PM Hailemariam said that he was particularly proud and happy to participate with President Ismail Omar Guelleh on the official launch of the construction of the future port of Tadjoura.
He commended the outstanding work done by the Chief of State of Djibouti for thirteen years for the Djibouto-Ethiopian economic integration giving his country and his people the key to progress and development.
He recalled that this project was part of a series of other projects born from the desire of two men, President Guelleh and the late Prime Minister of Ethiopia, Meles Zenawi.
“Today, Meles is not with us to start work on a project that was dear to him,” said Hailemariam paying tribute to his predecessor.

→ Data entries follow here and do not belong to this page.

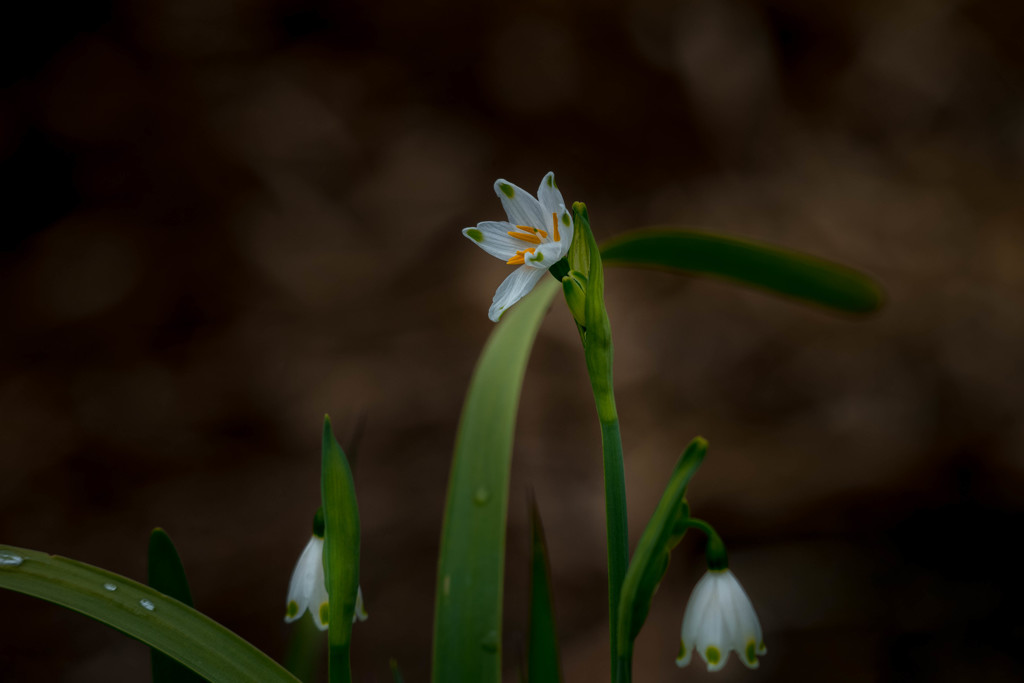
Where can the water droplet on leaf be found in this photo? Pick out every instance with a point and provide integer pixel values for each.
(9, 559)
(481, 496)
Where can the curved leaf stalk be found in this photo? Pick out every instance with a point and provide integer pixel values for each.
(650, 559)
(139, 611)
(471, 562)
(341, 553)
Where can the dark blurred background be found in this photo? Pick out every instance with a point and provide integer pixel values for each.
(222, 218)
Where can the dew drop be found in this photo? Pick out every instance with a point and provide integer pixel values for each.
(489, 642)
(9, 559)
(481, 496)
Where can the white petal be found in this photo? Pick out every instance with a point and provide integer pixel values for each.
(521, 207)
(550, 197)
(720, 614)
(514, 288)
(307, 570)
(545, 255)
(493, 237)
(318, 596)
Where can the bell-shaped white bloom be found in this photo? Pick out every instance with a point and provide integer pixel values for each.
(307, 589)
(536, 237)
(720, 617)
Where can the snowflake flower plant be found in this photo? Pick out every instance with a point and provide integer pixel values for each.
(536, 237)
(720, 617)
(307, 590)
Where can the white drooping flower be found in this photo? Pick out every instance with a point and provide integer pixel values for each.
(307, 589)
(536, 237)
(720, 617)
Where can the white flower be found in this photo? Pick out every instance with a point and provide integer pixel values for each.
(720, 617)
(307, 589)
(536, 237)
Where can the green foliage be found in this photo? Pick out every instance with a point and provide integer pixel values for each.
(650, 559)
(792, 273)
(598, 353)
(470, 573)
(543, 664)
(167, 574)
(341, 552)
(173, 628)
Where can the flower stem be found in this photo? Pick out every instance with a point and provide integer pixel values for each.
(598, 352)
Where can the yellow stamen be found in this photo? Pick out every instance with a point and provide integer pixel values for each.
(532, 239)
(531, 230)
(520, 257)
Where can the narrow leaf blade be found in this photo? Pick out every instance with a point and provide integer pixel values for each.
(470, 572)
(543, 662)
(792, 273)
(173, 628)
(167, 574)
(650, 559)
(341, 552)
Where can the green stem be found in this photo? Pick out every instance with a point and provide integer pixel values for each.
(617, 528)
(339, 665)
(715, 551)
(598, 352)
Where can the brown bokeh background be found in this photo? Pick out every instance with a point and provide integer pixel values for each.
(224, 218)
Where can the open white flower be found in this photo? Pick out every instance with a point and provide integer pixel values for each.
(307, 589)
(720, 617)
(536, 237)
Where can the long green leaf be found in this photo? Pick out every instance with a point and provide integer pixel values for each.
(471, 565)
(167, 574)
(543, 664)
(780, 270)
(142, 612)
(650, 559)
(341, 553)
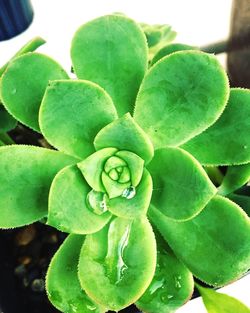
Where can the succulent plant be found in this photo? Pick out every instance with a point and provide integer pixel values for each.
(131, 170)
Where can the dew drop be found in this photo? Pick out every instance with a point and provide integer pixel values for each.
(129, 192)
(97, 202)
(165, 298)
(177, 282)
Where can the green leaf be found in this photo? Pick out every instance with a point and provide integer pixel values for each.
(69, 210)
(7, 122)
(227, 142)
(135, 165)
(172, 285)
(242, 200)
(112, 187)
(24, 83)
(170, 48)
(115, 268)
(30, 46)
(62, 284)
(181, 186)
(216, 302)
(181, 96)
(71, 114)
(125, 134)
(112, 52)
(214, 245)
(236, 176)
(138, 205)
(93, 166)
(26, 173)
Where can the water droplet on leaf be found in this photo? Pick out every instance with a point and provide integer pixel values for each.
(129, 192)
(97, 202)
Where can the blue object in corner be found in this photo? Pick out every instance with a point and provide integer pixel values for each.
(15, 17)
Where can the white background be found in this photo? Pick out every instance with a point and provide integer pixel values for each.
(197, 23)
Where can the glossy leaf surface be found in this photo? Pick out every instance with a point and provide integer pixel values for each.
(138, 205)
(112, 52)
(72, 113)
(236, 176)
(227, 142)
(181, 96)
(62, 284)
(216, 302)
(125, 134)
(181, 186)
(7, 122)
(115, 268)
(26, 173)
(69, 209)
(242, 200)
(171, 286)
(24, 83)
(214, 245)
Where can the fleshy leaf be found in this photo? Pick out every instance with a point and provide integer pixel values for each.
(69, 210)
(7, 122)
(181, 96)
(72, 113)
(115, 268)
(214, 245)
(112, 187)
(172, 285)
(181, 186)
(242, 200)
(26, 173)
(30, 46)
(24, 83)
(236, 176)
(171, 48)
(93, 166)
(112, 52)
(138, 205)
(125, 134)
(135, 165)
(216, 302)
(62, 284)
(227, 142)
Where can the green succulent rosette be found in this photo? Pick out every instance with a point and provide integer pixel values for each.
(130, 149)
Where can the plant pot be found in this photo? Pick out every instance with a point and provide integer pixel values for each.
(15, 17)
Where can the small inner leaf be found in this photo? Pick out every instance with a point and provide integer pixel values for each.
(135, 165)
(125, 134)
(72, 113)
(216, 302)
(93, 166)
(181, 186)
(227, 142)
(62, 284)
(115, 268)
(181, 96)
(23, 85)
(68, 204)
(112, 52)
(113, 188)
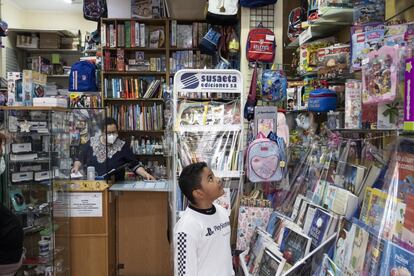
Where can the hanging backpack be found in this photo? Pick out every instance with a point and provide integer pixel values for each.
(261, 45)
(82, 77)
(209, 43)
(274, 85)
(222, 12)
(256, 3)
(251, 98)
(94, 10)
(263, 161)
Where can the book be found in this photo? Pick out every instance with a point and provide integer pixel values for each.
(14, 88)
(370, 178)
(141, 9)
(319, 228)
(294, 245)
(142, 35)
(396, 260)
(353, 104)
(272, 263)
(328, 268)
(128, 34)
(120, 59)
(373, 255)
(184, 36)
(173, 34)
(352, 177)
(359, 250)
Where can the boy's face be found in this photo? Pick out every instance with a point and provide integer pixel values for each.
(211, 186)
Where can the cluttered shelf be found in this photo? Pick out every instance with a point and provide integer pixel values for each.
(154, 49)
(129, 73)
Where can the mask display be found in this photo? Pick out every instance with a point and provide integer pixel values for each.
(111, 138)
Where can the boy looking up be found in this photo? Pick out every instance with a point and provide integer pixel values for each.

The works for the new Port of Tadjoura to be built in the Tadjoura Gulf at about 1 km west from the town of Tadjoura, developed along 700m of the Eastern Walwallè wadi outlet, will consist of a quay of about 435 m length made by circular cell structure, a typical Ro-Ro terminal about 190 m length, made by 4 mono-pile breasting dolphins connected by 4 catwalks extended between each breasting dolphin, each made by tubular welded truss of about 45 m length, and two containing rubble-mound jetties, and an embankment of 30 hectares that will have an annual capacity of eight million tons,” said Aboubaker Omar Hadi, chairman of the Ports Authority and Free Zones (PAFZ) during the laying of the cornerstone. 
Aboubaker also said that the project will create 600 jobs during the construction phase, 300 permanent jobs in the operation phase, about 700 jobs dockers and 2,000 indirect jobs, which will further ensure the economic and social development of the region.
President Guelleh indicated that this project was in line with the development policy of the two countries, a policy which he said “pulls the resources and potential of each of our two countries through the successful integration of our economies and our territories.”
“The port of Tadjoura in this sense has a dual purpose: on the one hand, that of building a new economic anchor for Djibouti and secondly that of creating a new branch to the Djibouti-Ethiopia axis which aims to be the engine of growth in our sub-region,” said President Guelleh.
For him, the diversification and multiplication of sources of economic growth necessarily involves the development of regions which through their respective potentials, “will garner significant impact.”
The project is expected to consume 61 million dollar which is going to be covered by a loan from Kuwait based Arab Fund for Economic and Social Development (36 million dollar) and Saudi Fund for Development (25 million dollar).
Tadjoura is the closest outlet for Ethiopia’s Afar region, where a number of foreign firms, including Canada’s Allana Potash Corp, are developing potash mines. The port will have high benefit for the mining companies to export their product. It is also relatively close for eastern Amhara and Tigrai regional states, which are becoming major industrial hubs in the country.